Я прогнал вон Давида, улегся в постель и стал ждать. Время ломало мне кости, жевало мозги и листало заставки на окнах: полудохлая ночь, костлявый рассвет, по-китайски сощуренный полдень… Когда по экрану дымком поползли волосатые сумерки, заявилась Арина – с подарком: набором хлыстов и цепей.
– Он сказал, ты без плеток не можешь. А я не могу без цепей.
Юмор у Далиды был того же пошиба, что и повадки. Мало ей все-таки чистили морду!
– Нам серпентарий не нужен. Прибери обратно в коробку всех змей.
Она покачнулась и села, угодив мимо кресла.
– Ну и ну! Ты еще и пьяна.
Арина встала на ноги, подержалась руками за воздух и вдруг ловко, вся разом, словно высотка под взрывом, обрушилась на ковер.
Я набрал номер Давида:
– Ты что ей скормил, идиот?
– Неважно. Она обезврежена?
– Более чем. Что теперь прикажешь мне делать?
– Чеши себе яйца, пока не проснется, а потом убеди, что все уже было. Чтоб избежать повторения, пририсуй себе синяки. Как выставишь за порог, позвони.
– Трудишься за гонорар?
– Покрываю убытки. Душат разом и совесть, и жаба. Вторая – сильней.
Я склонился над гостьей и пощупал ей пульс. Где-то внутри, в глубине ее вен, топотал полк солдат, маршировавших в туннеле. Я послушал работу дыхания. В этих недрах водились вулканы и топи. Интересно, что на уме у природы, когда она лепит так много?
Я прилег на ковер и положил Арине на грудь свою голову. Сердце в ней стучало почти так же тихо, как и мое во мне. Вскоре они стучали уже в унисон, исподтишка помогая друг дружке справиться с робостью. Ощущение было очень чужим и приятным. Будто где-то рядом, но мимо, взмахнула крылом своей шали неуловимая мать моя. Немногим позднее я испытал и вовсе что-то вроде благоговейной, ликующей жалости – к ней, к Арине, к себе, ко всему, что есть мы, когда мы – это всё, что взывает к спасению.

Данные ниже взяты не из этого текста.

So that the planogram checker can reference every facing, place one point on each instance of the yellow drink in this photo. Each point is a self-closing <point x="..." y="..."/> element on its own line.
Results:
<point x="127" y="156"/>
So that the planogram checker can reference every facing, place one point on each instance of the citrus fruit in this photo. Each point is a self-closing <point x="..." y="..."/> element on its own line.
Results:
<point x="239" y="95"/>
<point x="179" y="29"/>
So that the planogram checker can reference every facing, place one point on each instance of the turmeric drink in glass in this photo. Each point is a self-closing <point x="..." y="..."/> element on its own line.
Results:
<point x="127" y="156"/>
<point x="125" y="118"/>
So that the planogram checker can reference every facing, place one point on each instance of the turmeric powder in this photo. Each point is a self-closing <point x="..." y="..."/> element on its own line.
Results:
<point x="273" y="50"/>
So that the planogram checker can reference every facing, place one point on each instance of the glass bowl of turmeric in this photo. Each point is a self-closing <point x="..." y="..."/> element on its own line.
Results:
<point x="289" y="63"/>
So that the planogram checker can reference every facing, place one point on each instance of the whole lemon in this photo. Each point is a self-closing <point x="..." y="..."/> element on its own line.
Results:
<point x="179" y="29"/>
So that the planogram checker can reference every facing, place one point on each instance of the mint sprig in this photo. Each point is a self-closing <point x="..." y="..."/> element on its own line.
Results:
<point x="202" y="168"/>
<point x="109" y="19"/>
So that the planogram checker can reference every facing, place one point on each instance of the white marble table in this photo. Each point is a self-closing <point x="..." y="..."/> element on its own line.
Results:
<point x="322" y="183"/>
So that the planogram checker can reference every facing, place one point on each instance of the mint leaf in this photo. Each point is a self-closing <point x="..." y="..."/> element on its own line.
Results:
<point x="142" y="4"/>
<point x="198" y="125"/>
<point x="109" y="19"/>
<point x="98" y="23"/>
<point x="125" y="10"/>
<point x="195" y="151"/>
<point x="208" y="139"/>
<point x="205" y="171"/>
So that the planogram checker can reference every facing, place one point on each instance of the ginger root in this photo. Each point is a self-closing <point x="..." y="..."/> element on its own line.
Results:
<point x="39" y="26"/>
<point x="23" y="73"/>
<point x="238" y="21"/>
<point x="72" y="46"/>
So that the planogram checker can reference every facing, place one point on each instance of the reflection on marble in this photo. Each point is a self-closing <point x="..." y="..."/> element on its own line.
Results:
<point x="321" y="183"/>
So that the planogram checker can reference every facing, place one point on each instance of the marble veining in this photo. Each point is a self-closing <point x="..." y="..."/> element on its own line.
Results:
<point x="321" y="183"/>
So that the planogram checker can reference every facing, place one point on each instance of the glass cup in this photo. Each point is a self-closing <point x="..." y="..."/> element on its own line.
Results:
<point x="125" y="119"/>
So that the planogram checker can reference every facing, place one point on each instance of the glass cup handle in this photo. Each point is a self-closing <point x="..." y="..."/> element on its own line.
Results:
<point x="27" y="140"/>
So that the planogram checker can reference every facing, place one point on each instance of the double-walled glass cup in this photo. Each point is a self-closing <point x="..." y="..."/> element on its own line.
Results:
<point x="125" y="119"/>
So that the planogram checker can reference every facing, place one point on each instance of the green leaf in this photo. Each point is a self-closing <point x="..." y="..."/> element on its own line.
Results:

Вызволять ее из одежд пришлось долго, но то, что предстало в итоге моему восхищенному взору, оказалось творением Рубенса. Возможно, и лучшим – просто фламандцу не хватило жизни, чтобы его завершить, так что пришлось покорпеть триста лет на том свете. Подо мной был шедевр. И шедевр притворялся, что спит. Выдавала легкая дрожь – трепет песочного грунта, предвещающий бурю в пустыне.
Я зарылся ладонями в дюны, лицом примостился в ложбине меж них и губами опробовал вкус безразмерного одиночества. Оно было сладким и теплым. И у него было сердце, которое билось моим, норовя обогнать. Я пришпорил свое. Пустыня вздохнула и побежала волной.